Why you should care
Because the media could fight back.
Mr. Spicer: I’ll keep it short today. It’s been a productive morning. We’ll see what the afternoon brings.
OK, but what if we didn’t? The White House press secretary barred some mainstream news outlets from an informal briefing on Friday, signaling that the commander in chief’s battle with the media has a new weapon: blackout. America’s ranting-loving president has just thrown a fit. So let’s respond the way a mother of a tantrum-prone toddler would — by calling a timeout. Already, The New Yorker says it won’t attend White House press briefings until the exclusion is lifted.

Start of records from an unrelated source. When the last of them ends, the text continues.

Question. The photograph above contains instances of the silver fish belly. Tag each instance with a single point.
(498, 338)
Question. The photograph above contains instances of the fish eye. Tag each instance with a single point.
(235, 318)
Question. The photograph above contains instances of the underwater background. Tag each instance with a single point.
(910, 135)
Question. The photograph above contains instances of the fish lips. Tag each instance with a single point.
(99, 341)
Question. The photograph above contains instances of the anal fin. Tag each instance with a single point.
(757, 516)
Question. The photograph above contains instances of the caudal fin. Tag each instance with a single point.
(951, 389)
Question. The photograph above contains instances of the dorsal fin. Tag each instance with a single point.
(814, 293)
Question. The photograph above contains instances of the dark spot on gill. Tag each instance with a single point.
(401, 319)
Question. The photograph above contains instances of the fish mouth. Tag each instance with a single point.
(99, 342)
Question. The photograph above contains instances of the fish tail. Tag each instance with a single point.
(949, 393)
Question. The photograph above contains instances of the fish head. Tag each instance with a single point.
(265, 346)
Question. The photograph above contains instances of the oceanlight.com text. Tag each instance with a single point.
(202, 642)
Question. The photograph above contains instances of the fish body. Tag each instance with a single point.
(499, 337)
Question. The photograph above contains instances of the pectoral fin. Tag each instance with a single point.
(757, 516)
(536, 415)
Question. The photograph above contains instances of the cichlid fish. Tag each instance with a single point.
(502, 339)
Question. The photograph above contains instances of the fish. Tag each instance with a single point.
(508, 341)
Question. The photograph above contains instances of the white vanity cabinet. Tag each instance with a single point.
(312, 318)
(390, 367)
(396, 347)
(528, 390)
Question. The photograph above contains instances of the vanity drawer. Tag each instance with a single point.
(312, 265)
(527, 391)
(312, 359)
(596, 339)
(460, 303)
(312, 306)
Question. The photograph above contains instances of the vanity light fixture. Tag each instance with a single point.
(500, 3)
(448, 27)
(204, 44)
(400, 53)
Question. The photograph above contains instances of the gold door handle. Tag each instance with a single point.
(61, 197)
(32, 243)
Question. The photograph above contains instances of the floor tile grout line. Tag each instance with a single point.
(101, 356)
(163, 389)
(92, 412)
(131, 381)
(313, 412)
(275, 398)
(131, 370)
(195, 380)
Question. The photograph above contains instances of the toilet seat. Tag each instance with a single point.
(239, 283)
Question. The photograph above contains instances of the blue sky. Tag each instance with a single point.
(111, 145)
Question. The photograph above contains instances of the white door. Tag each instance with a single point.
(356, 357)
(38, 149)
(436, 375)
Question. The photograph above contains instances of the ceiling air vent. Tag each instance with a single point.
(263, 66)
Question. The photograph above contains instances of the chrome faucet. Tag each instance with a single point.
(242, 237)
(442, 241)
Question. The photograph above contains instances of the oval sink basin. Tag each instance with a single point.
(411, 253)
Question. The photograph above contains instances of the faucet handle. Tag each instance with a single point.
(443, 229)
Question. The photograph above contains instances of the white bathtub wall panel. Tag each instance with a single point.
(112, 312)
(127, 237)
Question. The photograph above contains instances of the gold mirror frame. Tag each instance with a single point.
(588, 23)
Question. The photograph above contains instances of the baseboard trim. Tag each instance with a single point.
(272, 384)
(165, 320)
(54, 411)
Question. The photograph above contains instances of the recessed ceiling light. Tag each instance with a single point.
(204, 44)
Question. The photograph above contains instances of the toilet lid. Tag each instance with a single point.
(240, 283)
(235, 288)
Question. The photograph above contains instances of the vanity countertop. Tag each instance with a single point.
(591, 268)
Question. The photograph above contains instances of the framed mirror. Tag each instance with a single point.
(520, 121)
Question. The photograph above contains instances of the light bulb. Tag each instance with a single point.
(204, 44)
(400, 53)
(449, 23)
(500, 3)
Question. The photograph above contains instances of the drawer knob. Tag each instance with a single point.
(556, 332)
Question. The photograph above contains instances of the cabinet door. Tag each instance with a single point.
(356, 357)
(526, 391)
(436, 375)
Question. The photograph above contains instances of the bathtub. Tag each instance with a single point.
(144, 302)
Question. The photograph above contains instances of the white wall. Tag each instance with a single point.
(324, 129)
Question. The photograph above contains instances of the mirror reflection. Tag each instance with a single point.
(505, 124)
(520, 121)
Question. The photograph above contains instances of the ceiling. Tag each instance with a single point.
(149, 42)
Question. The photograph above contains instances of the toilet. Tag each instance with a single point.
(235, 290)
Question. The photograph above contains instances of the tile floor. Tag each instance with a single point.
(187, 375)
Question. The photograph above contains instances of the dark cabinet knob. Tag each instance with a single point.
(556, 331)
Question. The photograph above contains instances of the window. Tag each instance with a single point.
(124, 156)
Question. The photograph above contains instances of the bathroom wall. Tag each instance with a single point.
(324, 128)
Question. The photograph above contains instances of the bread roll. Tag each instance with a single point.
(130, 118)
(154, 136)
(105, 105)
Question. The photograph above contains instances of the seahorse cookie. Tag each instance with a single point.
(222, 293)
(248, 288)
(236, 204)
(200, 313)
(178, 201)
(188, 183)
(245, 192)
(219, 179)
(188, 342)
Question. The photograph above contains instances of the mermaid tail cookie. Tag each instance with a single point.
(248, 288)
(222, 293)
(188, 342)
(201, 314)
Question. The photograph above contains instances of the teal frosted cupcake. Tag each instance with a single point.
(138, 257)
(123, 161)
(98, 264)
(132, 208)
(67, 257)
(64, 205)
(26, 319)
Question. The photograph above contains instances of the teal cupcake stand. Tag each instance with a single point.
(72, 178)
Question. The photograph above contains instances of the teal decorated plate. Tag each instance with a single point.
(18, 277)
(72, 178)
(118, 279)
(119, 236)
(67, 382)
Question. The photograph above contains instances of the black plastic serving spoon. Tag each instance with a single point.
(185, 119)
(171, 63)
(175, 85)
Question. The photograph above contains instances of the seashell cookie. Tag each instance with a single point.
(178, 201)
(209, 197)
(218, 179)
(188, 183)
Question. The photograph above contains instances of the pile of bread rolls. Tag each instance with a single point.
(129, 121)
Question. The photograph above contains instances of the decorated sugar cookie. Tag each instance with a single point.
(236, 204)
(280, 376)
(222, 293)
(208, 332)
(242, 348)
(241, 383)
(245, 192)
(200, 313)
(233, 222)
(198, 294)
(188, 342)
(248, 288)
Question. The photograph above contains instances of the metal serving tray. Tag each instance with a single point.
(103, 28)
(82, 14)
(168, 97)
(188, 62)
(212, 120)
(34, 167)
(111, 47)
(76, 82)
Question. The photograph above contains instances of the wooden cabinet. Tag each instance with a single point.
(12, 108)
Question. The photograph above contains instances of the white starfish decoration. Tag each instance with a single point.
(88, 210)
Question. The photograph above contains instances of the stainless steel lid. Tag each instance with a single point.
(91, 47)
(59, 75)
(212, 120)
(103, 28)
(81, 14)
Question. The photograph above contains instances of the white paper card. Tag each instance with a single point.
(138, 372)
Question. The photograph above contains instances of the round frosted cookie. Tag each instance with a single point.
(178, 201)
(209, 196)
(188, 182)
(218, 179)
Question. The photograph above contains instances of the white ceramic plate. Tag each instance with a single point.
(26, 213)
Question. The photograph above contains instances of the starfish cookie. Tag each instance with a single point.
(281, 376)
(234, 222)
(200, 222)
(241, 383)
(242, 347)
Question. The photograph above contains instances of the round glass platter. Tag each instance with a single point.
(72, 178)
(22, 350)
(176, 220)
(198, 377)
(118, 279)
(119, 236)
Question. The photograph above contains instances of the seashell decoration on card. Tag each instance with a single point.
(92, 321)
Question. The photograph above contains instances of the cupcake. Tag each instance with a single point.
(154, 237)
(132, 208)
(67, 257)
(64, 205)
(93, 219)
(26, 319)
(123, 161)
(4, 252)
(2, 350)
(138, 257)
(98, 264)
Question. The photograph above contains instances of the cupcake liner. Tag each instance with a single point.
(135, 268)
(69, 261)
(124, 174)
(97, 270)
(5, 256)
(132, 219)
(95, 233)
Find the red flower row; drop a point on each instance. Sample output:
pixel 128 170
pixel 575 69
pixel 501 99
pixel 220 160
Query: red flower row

Should the rest of the media follow?
The press corps has to stand together — and stand with each other.
While some were shocked that the White House had reached such a new low in media relations, others weren’t even surprised. “Much like everything Trump does, I’m not surprised he’s done it, but I’m amazed he thinks it’s the way a president should behave,” says Hannah Dunleavy, deputy editor of the U.K.’s Standard Issue. “It’s the action of a spoiled child,” she says, and rather than making him look strong, she says it “makes him look weak, certainly to people watching from overseas.” But Dunleavy thinks it’s too late to replace Spicer with white noise. “The time to ignore [Trump] has gone,” she says, noting how she hopes all this will force the media to reflect on its role in the years to come.

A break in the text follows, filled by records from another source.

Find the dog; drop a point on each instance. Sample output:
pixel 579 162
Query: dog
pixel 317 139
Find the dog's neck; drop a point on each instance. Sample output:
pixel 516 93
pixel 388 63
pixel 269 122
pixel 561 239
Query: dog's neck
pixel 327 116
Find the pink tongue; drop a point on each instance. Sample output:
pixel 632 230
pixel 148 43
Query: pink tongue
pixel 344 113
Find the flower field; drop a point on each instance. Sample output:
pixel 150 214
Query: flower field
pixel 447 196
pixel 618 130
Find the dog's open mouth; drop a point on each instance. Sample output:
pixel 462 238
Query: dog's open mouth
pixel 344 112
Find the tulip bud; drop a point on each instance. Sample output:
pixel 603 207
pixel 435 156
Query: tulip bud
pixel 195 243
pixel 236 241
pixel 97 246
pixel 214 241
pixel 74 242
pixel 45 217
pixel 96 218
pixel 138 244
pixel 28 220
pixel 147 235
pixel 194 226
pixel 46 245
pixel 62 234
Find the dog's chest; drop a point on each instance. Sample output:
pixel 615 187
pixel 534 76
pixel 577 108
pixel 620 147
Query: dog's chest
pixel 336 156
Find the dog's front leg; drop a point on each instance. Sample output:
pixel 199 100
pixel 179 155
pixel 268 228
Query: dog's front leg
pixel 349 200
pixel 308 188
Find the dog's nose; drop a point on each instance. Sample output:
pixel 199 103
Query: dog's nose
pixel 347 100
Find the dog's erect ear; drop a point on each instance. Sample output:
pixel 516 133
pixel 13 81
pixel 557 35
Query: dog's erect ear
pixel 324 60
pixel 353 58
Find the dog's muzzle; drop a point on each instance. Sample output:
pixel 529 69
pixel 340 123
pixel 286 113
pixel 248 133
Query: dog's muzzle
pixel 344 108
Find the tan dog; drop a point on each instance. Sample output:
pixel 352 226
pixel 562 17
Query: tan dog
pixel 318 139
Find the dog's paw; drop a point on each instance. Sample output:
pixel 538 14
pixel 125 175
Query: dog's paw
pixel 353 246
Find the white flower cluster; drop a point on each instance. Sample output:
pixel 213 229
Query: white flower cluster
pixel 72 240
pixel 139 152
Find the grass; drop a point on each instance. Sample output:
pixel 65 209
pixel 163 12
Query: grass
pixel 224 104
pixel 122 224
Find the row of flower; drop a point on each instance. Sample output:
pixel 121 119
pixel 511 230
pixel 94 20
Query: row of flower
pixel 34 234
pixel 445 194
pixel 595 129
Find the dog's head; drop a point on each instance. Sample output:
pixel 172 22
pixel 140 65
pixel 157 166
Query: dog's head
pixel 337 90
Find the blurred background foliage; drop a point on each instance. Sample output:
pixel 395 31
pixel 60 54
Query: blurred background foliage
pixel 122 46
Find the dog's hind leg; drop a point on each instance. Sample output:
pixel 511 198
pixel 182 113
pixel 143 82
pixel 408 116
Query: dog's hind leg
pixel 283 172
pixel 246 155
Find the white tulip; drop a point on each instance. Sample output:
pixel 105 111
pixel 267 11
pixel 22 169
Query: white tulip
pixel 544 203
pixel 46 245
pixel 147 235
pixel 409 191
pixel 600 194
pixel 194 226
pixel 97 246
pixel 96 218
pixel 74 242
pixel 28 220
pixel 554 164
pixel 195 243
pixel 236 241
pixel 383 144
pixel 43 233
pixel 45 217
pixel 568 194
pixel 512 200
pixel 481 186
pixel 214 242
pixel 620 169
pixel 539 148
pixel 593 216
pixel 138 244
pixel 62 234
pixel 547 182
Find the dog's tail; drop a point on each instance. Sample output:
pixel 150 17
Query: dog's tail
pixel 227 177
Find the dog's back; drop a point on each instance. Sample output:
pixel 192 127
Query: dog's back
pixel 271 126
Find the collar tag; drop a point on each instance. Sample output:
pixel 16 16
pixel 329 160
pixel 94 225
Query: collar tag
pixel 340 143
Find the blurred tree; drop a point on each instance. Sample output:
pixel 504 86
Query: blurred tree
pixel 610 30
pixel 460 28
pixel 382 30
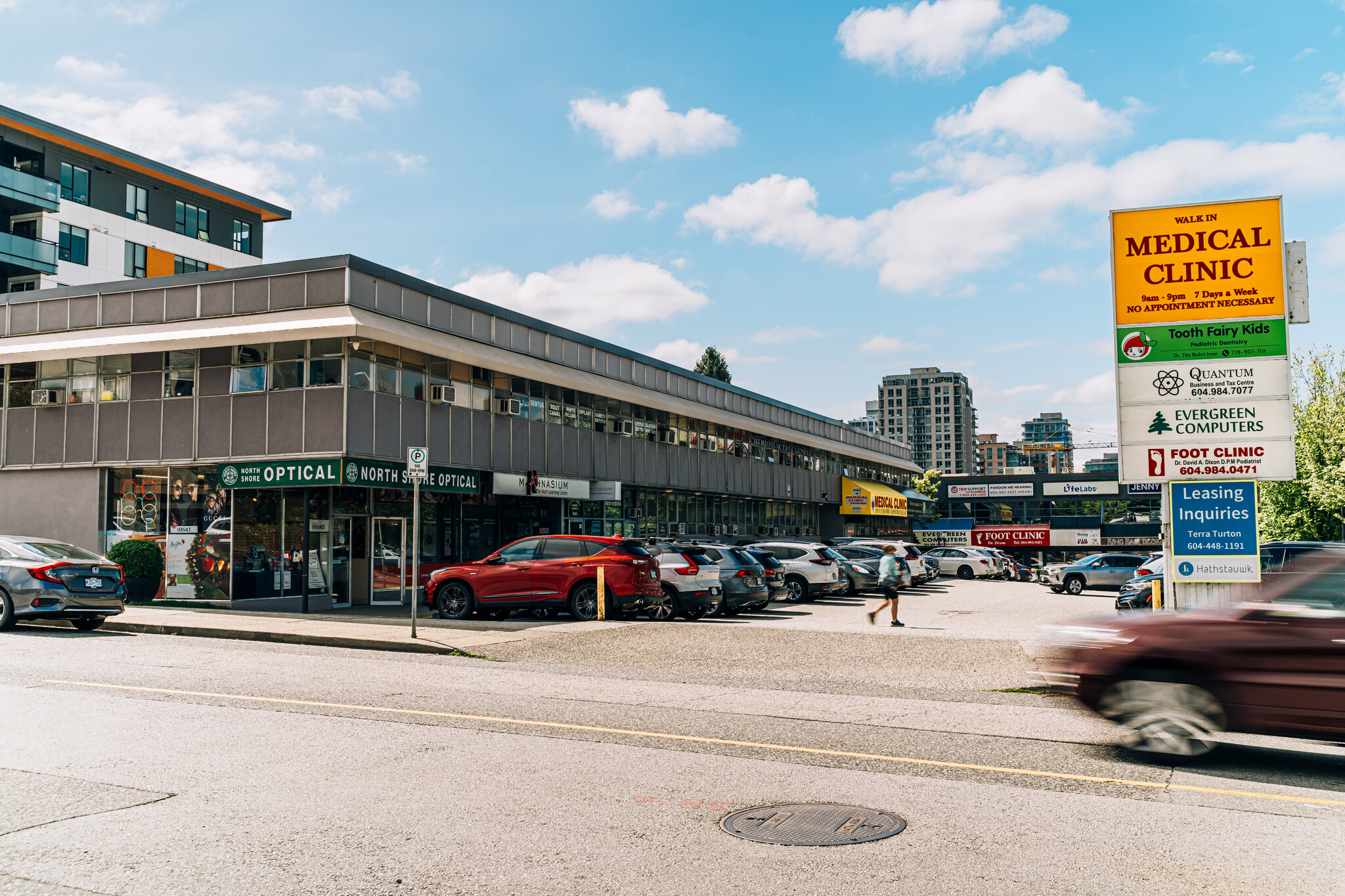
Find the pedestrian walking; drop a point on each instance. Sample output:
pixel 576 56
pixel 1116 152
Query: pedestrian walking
pixel 892 572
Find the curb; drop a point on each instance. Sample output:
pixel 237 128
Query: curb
pixel 273 637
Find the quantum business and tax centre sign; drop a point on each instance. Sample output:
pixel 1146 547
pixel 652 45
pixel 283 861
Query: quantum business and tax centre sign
pixel 1201 347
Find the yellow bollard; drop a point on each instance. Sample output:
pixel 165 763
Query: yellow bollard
pixel 602 595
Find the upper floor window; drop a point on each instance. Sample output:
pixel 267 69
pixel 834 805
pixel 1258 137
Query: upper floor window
pixel 191 221
pixel 137 203
pixel 74 245
pixel 74 183
pixel 242 237
pixel 135 259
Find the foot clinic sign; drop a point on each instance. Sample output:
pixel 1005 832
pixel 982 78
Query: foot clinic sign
pixel 1214 528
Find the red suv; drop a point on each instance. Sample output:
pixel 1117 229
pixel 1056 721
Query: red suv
pixel 548 574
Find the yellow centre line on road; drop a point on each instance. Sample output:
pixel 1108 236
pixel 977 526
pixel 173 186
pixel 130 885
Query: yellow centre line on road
pixel 661 735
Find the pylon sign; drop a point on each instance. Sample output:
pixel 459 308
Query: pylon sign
pixel 1201 350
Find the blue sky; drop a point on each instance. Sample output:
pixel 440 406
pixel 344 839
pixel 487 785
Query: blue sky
pixel 829 192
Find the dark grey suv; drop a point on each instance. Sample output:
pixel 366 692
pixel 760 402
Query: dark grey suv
pixel 45 580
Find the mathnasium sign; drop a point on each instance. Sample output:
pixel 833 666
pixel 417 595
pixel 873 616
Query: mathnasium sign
pixel 1199 263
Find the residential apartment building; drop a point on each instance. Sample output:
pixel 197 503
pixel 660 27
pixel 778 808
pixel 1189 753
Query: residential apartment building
pixel 77 211
pixel 931 412
pixel 1049 430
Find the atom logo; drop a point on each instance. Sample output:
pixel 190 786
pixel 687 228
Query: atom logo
pixel 1168 382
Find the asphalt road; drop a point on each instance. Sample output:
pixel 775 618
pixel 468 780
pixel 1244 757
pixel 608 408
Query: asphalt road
pixel 604 762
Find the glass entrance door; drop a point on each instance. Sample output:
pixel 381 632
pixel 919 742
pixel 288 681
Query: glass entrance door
pixel 387 561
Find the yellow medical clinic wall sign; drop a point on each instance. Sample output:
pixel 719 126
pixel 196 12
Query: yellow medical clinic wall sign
pixel 871 499
pixel 1214 261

Steven Roberts, an American journalist and professor of media and public affairs at GW, says that if the White House bars news outlets again, there should be a universal media response. If any are barred, “I think all the other reporters should boycott the briefing,” like the Associated Press and Time did on Friday, in solidarity. “The press corps has to stand together — and stand with each other,” says Roberts, noting that it should work both ways. After all, many news organizations objected, and rightly so, he adds, to efforts by President Obama’s team to label Fox News a Republican mouthpiece in 2009. “Same principle holds here.” U.K.-based Cambridge Business magazine writer Mike Scialom agrees that a disruptive approach like this, with outlets collectively refusing to attend if colleagues are excluded, is the best way to go.

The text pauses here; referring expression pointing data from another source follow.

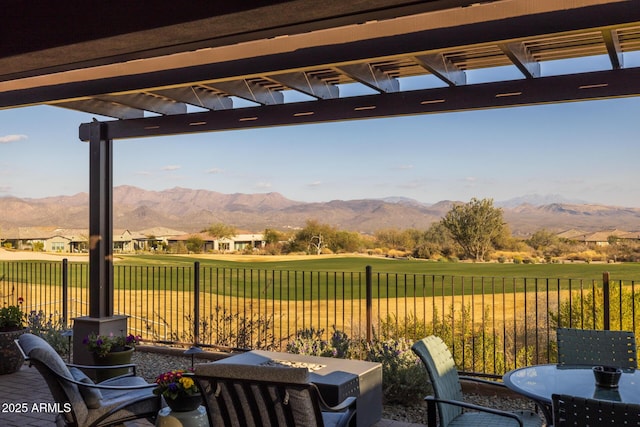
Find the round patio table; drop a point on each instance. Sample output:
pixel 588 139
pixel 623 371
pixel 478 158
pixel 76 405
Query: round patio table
pixel 539 382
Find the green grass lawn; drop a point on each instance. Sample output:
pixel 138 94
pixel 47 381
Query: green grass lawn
pixel 621 271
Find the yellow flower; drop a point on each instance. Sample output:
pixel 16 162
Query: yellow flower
pixel 186 382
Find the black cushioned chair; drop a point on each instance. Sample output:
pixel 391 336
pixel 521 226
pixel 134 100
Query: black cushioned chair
pixel 269 396
pixel 582 412
pixel 594 347
pixel 108 403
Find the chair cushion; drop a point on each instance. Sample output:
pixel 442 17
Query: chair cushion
pixel 91 396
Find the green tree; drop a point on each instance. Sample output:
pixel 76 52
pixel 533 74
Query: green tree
pixel 221 230
pixel 474 225
pixel 195 244
pixel 314 237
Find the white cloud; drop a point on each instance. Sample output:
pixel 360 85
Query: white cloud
pixel 11 138
pixel 405 167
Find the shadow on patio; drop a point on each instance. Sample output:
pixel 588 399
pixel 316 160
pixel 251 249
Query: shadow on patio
pixel 26 401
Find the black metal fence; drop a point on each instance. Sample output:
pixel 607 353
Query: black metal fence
pixel 492 324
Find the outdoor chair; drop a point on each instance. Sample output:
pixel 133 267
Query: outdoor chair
pixel 448 399
pixel 269 396
pixel 579 411
pixel 595 347
pixel 108 403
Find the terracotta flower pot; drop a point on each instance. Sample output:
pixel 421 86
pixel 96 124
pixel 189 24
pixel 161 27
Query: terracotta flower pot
pixel 184 402
pixel 11 360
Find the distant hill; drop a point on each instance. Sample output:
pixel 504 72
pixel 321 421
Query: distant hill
pixel 192 210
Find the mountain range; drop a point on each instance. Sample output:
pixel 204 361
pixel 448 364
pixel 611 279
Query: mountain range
pixel 192 210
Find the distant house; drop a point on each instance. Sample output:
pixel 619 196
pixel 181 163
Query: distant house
pixel 236 243
pixel 49 239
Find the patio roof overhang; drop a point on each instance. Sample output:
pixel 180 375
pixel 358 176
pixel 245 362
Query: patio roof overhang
pixel 185 71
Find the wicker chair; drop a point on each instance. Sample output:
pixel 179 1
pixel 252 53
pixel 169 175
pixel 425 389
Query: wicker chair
pixel 595 347
pixel 448 399
pixel 254 396
pixel 108 403
pixel 579 411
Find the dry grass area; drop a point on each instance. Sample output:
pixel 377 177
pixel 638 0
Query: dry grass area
pixel 166 315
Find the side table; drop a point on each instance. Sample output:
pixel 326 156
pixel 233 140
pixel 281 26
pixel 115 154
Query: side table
pixel 195 418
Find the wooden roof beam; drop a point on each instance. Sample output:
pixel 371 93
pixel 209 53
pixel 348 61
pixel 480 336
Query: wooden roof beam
pixel 443 68
pixel 251 91
pixel 307 84
pixel 103 108
pixel 613 48
pixel 142 101
pixel 521 57
pixel 198 96
pixel 371 76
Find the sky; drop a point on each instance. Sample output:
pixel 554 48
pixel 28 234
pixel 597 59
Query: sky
pixel 583 151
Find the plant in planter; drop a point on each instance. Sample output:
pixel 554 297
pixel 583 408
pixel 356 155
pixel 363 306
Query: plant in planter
pixel 11 327
pixel 111 350
pixel 179 390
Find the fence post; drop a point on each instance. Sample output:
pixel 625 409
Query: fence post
pixel 196 303
pixel 369 286
pixel 65 291
pixel 605 299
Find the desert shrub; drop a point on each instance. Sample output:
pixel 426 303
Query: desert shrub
pixel 309 341
pixel 410 327
pixel 227 329
pixel 50 328
pixel 404 379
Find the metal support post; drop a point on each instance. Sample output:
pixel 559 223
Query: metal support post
pixel 100 222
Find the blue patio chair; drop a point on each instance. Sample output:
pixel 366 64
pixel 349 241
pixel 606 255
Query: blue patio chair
pixel 594 347
pixel 451 408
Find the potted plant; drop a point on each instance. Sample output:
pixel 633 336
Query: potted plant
pixel 111 350
pixel 11 327
pixel 179 390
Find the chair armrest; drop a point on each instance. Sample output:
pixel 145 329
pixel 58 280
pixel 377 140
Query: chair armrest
pixel 98 367
pixel 432 400
pixel 345 404
pixel 482 381
pixel 102 386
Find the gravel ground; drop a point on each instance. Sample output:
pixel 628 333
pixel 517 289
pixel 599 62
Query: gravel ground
pixel 151 364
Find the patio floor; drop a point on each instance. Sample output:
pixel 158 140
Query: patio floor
pixel 27 386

But boycotting the briefing, Roberts adds, is different from refusing to report on the White House. That, he warns, “borders on censorship,” and the public needs to know what the White House is doing. Also, if only targeted outlets turn their backs, it would give right-leaning news outlets an edge. This would be “hugely counterproductive,” says Scialom, and “create a vacuum which the likes of Breitbart and Fox would happily exploit.” It would also fuel more media skepticism by adding “ridicule to the existing mix of suspicion and distrust,” he adds.
British columnist and broadcaster Robert Meakin says this flare-up was just a matter of time, and that it’s bound to get worse. He thinks Trump will “increasingly prove unwilling to subject himself to such professional levels of scrutiny” because genuine public accountability is “something Trump can do without.” Steven Livingston, GW media professor and senior fellow at Harvard Carr Center for Human Rights Policy, goes a step further, labeling Trump’s attack on the press as tactical. The objective? “Inoculating himself against what he suspects is going to be a very big and damaging story that is going to drop at any moment.” This way he can prepare his support base to reject any future media claims of White House wrongdoing.
So perhaps we can’t afford to turn our backs on this toddler; instead, we must meet Trump’s playground bullying head-on. “The answer is not to stop reporting on the White House; the answer is to report even more — more thoroughly,” says Roberts. Trump, he adds, has changed the media’s rules in three distinct ways: using fabrication; proving immune to correction and criticism; and taking his views directly to the people via the “TBN, the Trump Broadcasting Networking.”
The best way to respond? By being “more relentless and aggressive,” says Roberts. That’s no excuse for going too far, he warns, noting that journalists cannot lose sight of their core principles. “Even Trump deserves basic fairness. Aggressiveness is good, but if it tips over into bias and unfairness, we lose our credibility and ability to hold [Trump] to account.”
And that would simply play into his hand.